La genèse de cette situation appelle selon nous à réfléchir sur la nécessaire rigueur de la gestion de l’argent public, dans un contexte de partenariats, qui sont également synonymes de proximité avec le monde des affaires.

Dans ces conditions la CGT est  légitimement inquiète des conséquences vraisemblables de cette situation sur l’exécution du budget 2008, sur le budget 2009 en préparation, sur le budget triennal et l’élaboration du Contrat d’Objectifs et de Moyens.

Le personnel de l’IGN n’a évidemment aucune part de responsabilité dans cette situation. Les représentants CGT ont constamment exprimé leur scepticisme et leur opposition depuis le début, en 1994. Ils s’étaient exprimés en 2004 pour proposer que l’actif Navteq, déjà surévalué,  soit sorti des comptes de l’IGN. La situation est d’une certaine façon, brusquement assainie.

Nous souhaitons :
– Que la situation du budget 2008 de l’IGN soit réexaminée au vu de cette situation nouvelle de façon à garantir l’exécution des missions de service public de l’IGN.

– Que l’actif financier constitué par les actions Navteq comme par les autres participations financières de l’IGN n’entre en aucune façon en ligne de compte dans la préparation du budget 2009 et du COM. L’IGN, Etablissement Public Administratif, en charge d’une mission de service public, ne peut dépendre en aucune façon de l’évolution d’actifs financiers pour exercer ses missions, aussi bien en investissement qu’en fonctionnement.
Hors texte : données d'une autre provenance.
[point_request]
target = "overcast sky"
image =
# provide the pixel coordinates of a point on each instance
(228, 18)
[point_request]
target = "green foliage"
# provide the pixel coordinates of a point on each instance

Le niveau de la subvention d’investissement doit être immédiatement revu, d’autant plus qu’il s’agit d’un élément essentiel de l’efficacité de l’IGN, et que du temps a été perdu dans ce domaine.
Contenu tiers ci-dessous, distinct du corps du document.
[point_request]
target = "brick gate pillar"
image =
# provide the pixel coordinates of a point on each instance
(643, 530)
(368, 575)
Au-delà, nous pensons nécessaire que la préparation du budget triennal et du COM prenne en compte l’avis des personnels de l’Etablissement, et les besoins des usagers, avec l’objectif d’un service public pour tous.
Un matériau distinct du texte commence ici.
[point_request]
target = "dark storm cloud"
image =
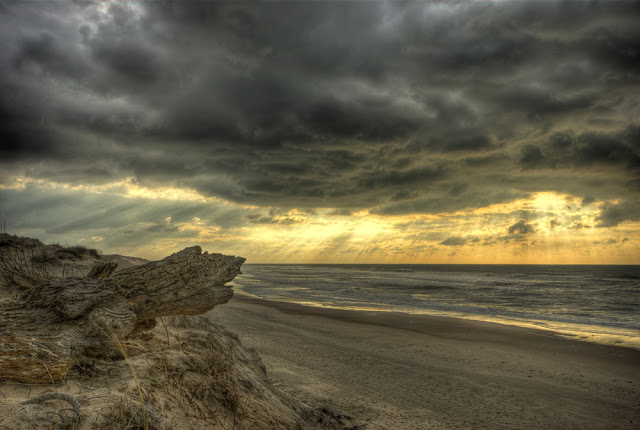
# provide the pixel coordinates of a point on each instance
(402, 107)
(521, 227)
(613, 214)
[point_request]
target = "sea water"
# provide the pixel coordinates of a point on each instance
(595, 303)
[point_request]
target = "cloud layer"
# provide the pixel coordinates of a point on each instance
(395, 108)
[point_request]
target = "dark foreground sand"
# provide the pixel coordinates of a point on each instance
(399, 371)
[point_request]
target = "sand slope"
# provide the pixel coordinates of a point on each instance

Les personnels sont particulièrement attachés à l’unicité et à la complémentarité des activités de l’IGN, celles qui relèvent directement des missions de service public, quel qu’en soit le financement, comme celles qui en sont le complément.

La qualité des interventions de l’IGN, dans son périmètre actuel, et son rayonnement sur l’ensemble du territoire et à l’international, nous paraissent être essentielle à l’intervention du MEEDDAD dans ses nouveaux domaines d’activité, comme aux autres utilisateurs. La description pérenne du territoire, l’amélioration constante de la qualité, les services aux usagers nous paraissent plus que jamais d’actualité, et  relever du service public. Nous n’oublions pas les missions liées à la Défense, et nous sommes pleinement inscrits dans la prise en compte du développement durable. Les effectifs, leur statut, la reconnaissance du travail des personnels  et les moyens de l’Etablissement devraient être renforcés dans ce sens. L’IGN doit pouvoir s’inscrire dans les politiques publiques en tirant pleinement partie de son statut d’EPA.

L’aménagement du site de St-Mandé, et l’installation de services de la Météorologie Nationale nous conduisent à être très attentifs aux moyens accordés à cette opération lourde, et à la prise en compte de la gêne occasionnée pour les personnels de part et d’autres, les deux établissements étant déjà de fait engagés dans des discussions à ce sujet.

La tutelle de l’IGN doit prendre ses responsabilités. Nous entendons exprimer clairement la nécessité d’entendre pour cela le point de vue exprimé par les personnels de l’IGN, nous ressentons l’urgence à défendre l’IGN, ses missions de services publics et ses personnels. Conscients de l’importance de l’unité syndicale nous sommes partie prenante d’une démarche intersyndicale.